COUR D'APPEL D'AIX EN PROVENCE
1re Chambre A
ARRÊT AU FOND
DU 19 JUIN 2012
J.V.
N° 2012/
Rôle N° 11/06197
SARL SOCIETE IMMOBILIERE DU [Adresse 7]
C/
SARL [Localité 2] RESTAURATION
SA FINAMUR
Grosse délivrée
le :
à :la SCP TOLLINCHI - PERRET-VIGNERON - BARADAT-BUJOLI-TOLLINCHI la SCP COHEN-GUEDJ la SCP JOURDAN - WATTECAMPS
Décision déférée à la Cour :
Jugement du Tribunal de Grande Instance de TOULON en date du 03 Février 2011 enregistré au répertoire général sous le n° 09/3801.
APPELANTE
SARL SOCIETE IMMOBILIERE poursuites et diligences de son représentant légal en exercice y domicilié [Adresse 7]
représentée par la SCP TOLLINCHI PERRET VIGNERON, avocats au barreau d'AIX-EN-PROVENCE
assistée par Me Julien TURCZYNSKI, , avocat au barreau de BRUXELLES
INTIMES
S.A.R.L [Localité 2] RESTAURATION, prise en la personne de son représentant légal en exercice y domicilié, À l'enseigne Brasserie KANTERBRAU - [Adresse 3]
représentée par la SCP COHEN GUEDJ, avocats au barreau d'AIX-EN-PROVENCE,
assistée par Me Thierry FRADET, avocat au barreau de TOULON
SA FINAMUR, venant aux droits de la Société UNICOMI, prise en la personne de son représentant légal en exercice y domicilié, [Adresse 1]
représentée par la SCP J F JOURDAN - P G WATTECAMPS, avocats au barreau d'AIX-EN-PROVENCE,
assistée par Me Patricia ROY-THERMES, avocat au barreau de PARIS
*-*-*-*-*
COMPOSITION DE LA COUR
L'affaire a été débattue le 14 Mai 2012 en audience publique.

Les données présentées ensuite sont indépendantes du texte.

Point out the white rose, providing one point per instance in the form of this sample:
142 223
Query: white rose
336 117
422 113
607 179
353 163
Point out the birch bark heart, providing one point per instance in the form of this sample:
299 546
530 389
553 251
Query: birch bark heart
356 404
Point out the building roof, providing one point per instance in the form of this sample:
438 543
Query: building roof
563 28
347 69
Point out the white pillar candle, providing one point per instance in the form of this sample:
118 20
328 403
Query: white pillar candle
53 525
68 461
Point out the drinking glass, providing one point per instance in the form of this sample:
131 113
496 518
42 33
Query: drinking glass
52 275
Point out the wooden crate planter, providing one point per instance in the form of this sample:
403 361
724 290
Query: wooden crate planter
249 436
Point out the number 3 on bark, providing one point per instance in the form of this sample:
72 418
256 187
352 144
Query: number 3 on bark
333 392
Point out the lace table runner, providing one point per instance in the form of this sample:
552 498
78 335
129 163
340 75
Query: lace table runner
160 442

Conformément à l'article 785 du Code de Procédure Civile, M.VEYRE, Conseiller a fait un rapport oral de l'affaire à l'audience avant les plaidoiries.
La Cour était composée de :
Monsieur Jean-Paul LACROIX-ANDRIVET, Président
Monsieur Jean VEYRE, Conseiller
Madame Anne VIDAL, Conseiller
qui en ont délibéré.
Greffier lors des débats : Mademoiselle Patricia POGGI.
Les parties ont été avisées que le prononcé public de la décision aurait lieu par mise à disposition au greffe le 19 Juin 2012
ARRÊT
Contradictoire,
Prononcé par mise à disposition au greffe le 19 Juin 2012,
Signé par Monsieur Jean-Paul LACROIX-ANDRIVET, Président et Mademoiselle Patricia POGGI, greffier auquel la minute de la décision a été remise par le magistrat signataire.
***
Vu le jugement rendu le 03 février 2011 par le tribunal de grande instance de Toulon dans le procès opposant la société Immobilière du [Adresse 7] (IQSM) à la société [Localité 2] RESTAURATION et la société FINAMUR.
Vu la déclaration d'appel de la société IQSM du 05 avril 2011.
Vu les conclusions déposées par la société IQSM le 30 janvier 2011.
Vu les conclusions déposées par la société [Localité 2] RESTAURATION le 11 mai 2012.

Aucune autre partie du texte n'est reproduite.